In 1989, we wrote a new bill that began with counseling, testing, confidentiality, and treatment, and later came to include research funding to study pediatric AIDS, since virtually none was available. On the Senate side, Kennedy introduced emergency impact assistance for hospitals. To gain Republican support, he approached Orrin Hatch of Utah. Lacking big cities, Utah hospitals were not yet being overrun, so they did not stand to receive emergency assistance. As a compromise with Hatch, Kennedy included block grants to the states so that even areas as yet unaffected by AIDS could also build an infrastructure to handle the epidemic when it arrived.

I, too, was concerned about getting Republicans on board.

Though bipartisanship seemed to fall into disfavor during the Bush years, my experience has always been that it is nearly impossible to pass major legislation without support from both parties. As I’d learned from watching my predecessor, Paul Rogers, getting everyone involved in a bill vastly improved the chance that it would become law.
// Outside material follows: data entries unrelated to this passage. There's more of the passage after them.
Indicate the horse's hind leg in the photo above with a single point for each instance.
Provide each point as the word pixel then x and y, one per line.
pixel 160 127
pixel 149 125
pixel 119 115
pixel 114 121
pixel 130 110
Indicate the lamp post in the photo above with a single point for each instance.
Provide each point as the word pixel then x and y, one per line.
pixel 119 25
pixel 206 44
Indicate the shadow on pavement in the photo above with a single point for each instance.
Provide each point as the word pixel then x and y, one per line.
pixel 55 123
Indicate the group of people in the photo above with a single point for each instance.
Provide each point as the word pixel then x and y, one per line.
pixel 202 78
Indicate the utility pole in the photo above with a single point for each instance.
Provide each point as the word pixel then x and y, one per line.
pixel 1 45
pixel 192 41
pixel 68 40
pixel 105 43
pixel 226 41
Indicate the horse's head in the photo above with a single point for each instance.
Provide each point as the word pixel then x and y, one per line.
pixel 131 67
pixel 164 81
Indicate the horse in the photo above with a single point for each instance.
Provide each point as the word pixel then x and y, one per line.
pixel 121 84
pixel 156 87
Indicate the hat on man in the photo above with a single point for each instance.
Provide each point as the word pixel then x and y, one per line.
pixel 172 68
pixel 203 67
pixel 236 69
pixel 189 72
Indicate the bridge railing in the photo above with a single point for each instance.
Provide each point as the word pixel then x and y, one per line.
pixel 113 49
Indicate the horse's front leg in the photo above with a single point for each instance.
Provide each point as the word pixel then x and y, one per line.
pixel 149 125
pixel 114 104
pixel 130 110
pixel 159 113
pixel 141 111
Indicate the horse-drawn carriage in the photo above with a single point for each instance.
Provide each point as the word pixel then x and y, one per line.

This presented an obvious challenge: Bill Dannemeyer, the subcommittee’s most vociferous member, wasn’t about to cooperate on a bill, block grants or not. He continued to offer “grenade amendments” requiring mandatory AIDS testing. So we went above him, to the full committee level, and approached Norman Lent, a New York Republican who was ranking member of the House Energy and Commerce Committee, and whose district in Long Island was very much affected by AIDS. But it remained a tough sell to get a Republican’s support for such legislation. One reason that Paul Rogers was so effective a chairman was his willingness—uncommon in Washington—to parcel out credit to other members. At around this time, an activist named Elizabeth Glaser approached my staff with a proposal regarding pediatric AIDS. I suggested that she take it to Lent, who could offer it as an amendment to our bill. A major impediment to Republican support was that AIDS still conjured images of drug users and gay men among many of their constituents. However, pediatric AIDS, as Lent understood, was a noncontroversial exception. By adding his amendment, we were able to build bipartisan support around Dannemeyer, further strengthening the bill.
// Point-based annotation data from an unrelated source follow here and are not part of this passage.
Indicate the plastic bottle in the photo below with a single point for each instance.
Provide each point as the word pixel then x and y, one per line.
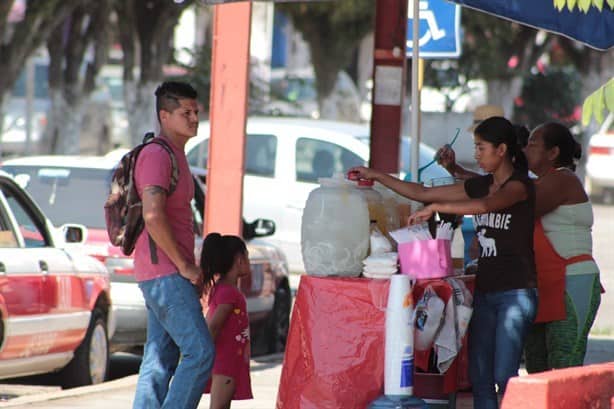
pixel 335 229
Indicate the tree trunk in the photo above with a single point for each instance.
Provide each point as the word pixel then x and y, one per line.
pixel 63 128
pixel 140 106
Even then, its fate was unclear. Reagan was gone by now, but his successor, George H. W. Bush, did not support the legislation. And the Senate prospects once again looked iffy. The person who finally tipped the balance was a Republican senator from Indiana, Dan Coats. Coats had not planned to support the bill. But legend has it that Ted Kennedy persuaded him by offering to rename the legislation the Ryan White Comprehensive AIDS Resources Emergency (CARE) Act in honor of Coats’s young constituent, a powerfully savvy ploy on two fronts. By the stroke of a pen, it shifted public attention from gay men and drug users to a thirteen-year-old boy who many already knew of and admired; renaming the bill after Ryan White also subtly pressured Coats to support it or risk looking callous in a way sure to be noticed back home. When Coats switched his vote, several others did, too—the support of so staunch a conservative as Coats provided political cover.

Ryan White died on April 8, 1990. Four months later, President Bush signed his act into law. The Ryan White CARE Act was initially adopted for a five-year period, and has since been reauthorized three times. It continues to provide assistance to hundreds of thousands of low-income and uninsured people living with HIV and AIDS and, as the profile of the disease has shifted, spreading into rural areas, it has been updated to keep pace.